Pendayagunaan potensi pikir dan zikir
yang didasari rasa iman pada gilirannya akan melahirkan kecerdasan spiritual (spiritual
quotient/SQ). Dan kemampuan mengaktualisasikan kecerdasan spiritual inilah
yang memberikan kekuatan kepada guru dan siswa untuk meraih prestasi yang
tinggi.
Metode tarbiyah digunakan untuk
membangkitkan rasa kasih sayang, kepedulian dan empati dalam hubungan
interpersonal antara guru dengan murid, sesama guru dan sesama siswa.

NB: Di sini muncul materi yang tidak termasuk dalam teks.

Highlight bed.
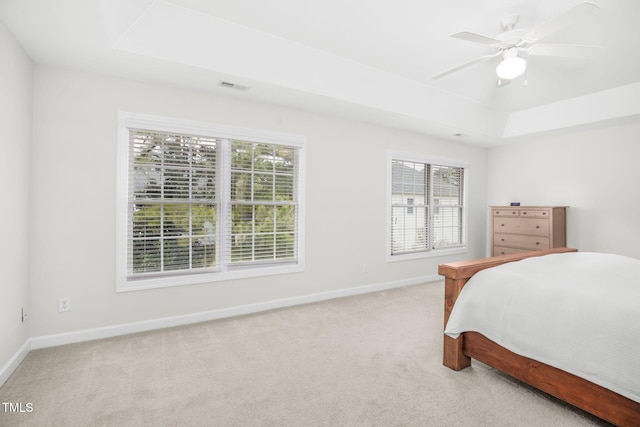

Implementasi metode tarbiyah dalam pembelajaran mengharuskan seorang
guru bukan hanya sebagai pengajar atau guru mata pelajaran, melainkan seorang
bapak atau ibu yang memiliki kepedulian dan hubungan interpersonal yang baik
dengan siswa-siswinya. Kepedulian guru untuk menemukan dan memecahkan persoalan
yang dihadapi siswanya adalah bagian dari penerapan metode tarbiyah.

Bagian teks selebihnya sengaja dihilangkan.